[Twisted-Python] connectionLost never reached after calling loseConnection: stuck in CLOSE_WAIT forever

Sat Oct 16 09:34:52 MDT 2010

Apologies for the double posting, I am resending this because the
original message appears to have triggered some mbox format handling
bug somewhere and it appears truncated at the first content line
starting with "From" here:

http://twistedmatrix.com/pipermail/twisted-python/2010-October/023029.html

sorry about this
ste

-------- Messaggio originale --------
Oggetto: connectionLost never reached after calling loseConnection:
stuck in CLOSE_WAIT forever
Data: Sat, 16 Oct 2010 17:22:56 +0200
Mittente: Stefano Debenedetti <ste at demaledetti.net>
A: twisted-python at twistedmatrix.com

Hi,

I have a similar problem as described in this old mail [1] except
that I am not using threads at all.

Basically my app is a server that accepts connections from a client
(connection A), when A is established it opens connections B and C
to another server and forwards data from A to B and from C back to A.

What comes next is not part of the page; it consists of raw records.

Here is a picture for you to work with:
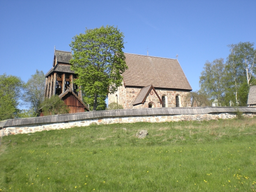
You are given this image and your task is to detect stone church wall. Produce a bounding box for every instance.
[108,85,190,109]
[0,107,256,136]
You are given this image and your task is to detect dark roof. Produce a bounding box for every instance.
[133,85,162,105]
[54,50,72,63]
[45,64,75,77]
[123,53,192,91]
[247,85,256,105]
[45,50,74,77]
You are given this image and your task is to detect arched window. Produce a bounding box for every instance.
[175,95,180,107]
[148,102,154,108]
[162,95,168,107]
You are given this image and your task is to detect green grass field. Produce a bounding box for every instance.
[0,118,256,192]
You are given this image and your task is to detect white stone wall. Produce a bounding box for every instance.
[0,113,253,136]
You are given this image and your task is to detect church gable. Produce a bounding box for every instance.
[133,85,162,106]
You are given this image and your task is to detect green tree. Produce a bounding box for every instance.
[40,95,69,116]
[0,74,23,120]
[70,26,127,110]
[23,70,45,115]
[199,59,226,104]
[225,42,256,105]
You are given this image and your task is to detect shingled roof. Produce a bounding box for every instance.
[45,50,74,77]
[54,50,72,63]
[123,53,192,91]
[247,85,256,105]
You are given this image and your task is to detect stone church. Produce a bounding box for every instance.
[108,53,192,109]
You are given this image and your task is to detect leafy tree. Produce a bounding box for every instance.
[199,59,226,103]
[23,70,45,115]
[70,26,127,110]
[40,95,69,116]
[200,42,256,106]
[225,42,256,105]
[107,102,123,110]
[0,74,23,120]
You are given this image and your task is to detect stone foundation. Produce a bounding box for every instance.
[0,108,256,136]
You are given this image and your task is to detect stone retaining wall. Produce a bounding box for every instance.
[0,107,256,136]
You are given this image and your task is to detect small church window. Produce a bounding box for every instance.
[162,95,168,107]
[176,95,180,107]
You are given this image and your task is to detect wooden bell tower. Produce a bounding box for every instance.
[44,50,89,113]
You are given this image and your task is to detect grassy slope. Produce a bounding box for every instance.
[0,119,256,192]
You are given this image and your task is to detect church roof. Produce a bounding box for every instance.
[123,53,192,91]
[45,50,74,77]
[247,85,256,105]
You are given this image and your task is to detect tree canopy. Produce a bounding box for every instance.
[0,74,23,121]
[23,70,45,115]
[70,26,127,110]
[199,42,256,106]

Here is how data is forwarded:

def forward(_from, to):
    _from.dataReceived = to.transport.write
    to.transport.registerProducer(_from.transport, True)

def loseConnection(proto, onlost=lambda *args: None):
    proto.connectionLost = onlost
    proto.transport.unregisterProducer()
    proto.transport.loseConnection()

as soon as connectionMade has been called on connection A, B and C:

forward(A_protocol, B_protocol)
forward(C_protocol, A_protocol)

as soon as it decides its job is done and wants to tear down all
connections:

loseConnection(B_protocol)
loseConnection(C_protocol, lambda *a: loseConnection(A_protocol))

The debug logs in my code assure me that the loseConnection
function is always called with the A_protocol as argument, yet
sometimes and totally unpredictably as far as I can tell
connectionLost is not called on some A_protocol instances and
corresponding A connections get stuck in CLOSE_WAIT state.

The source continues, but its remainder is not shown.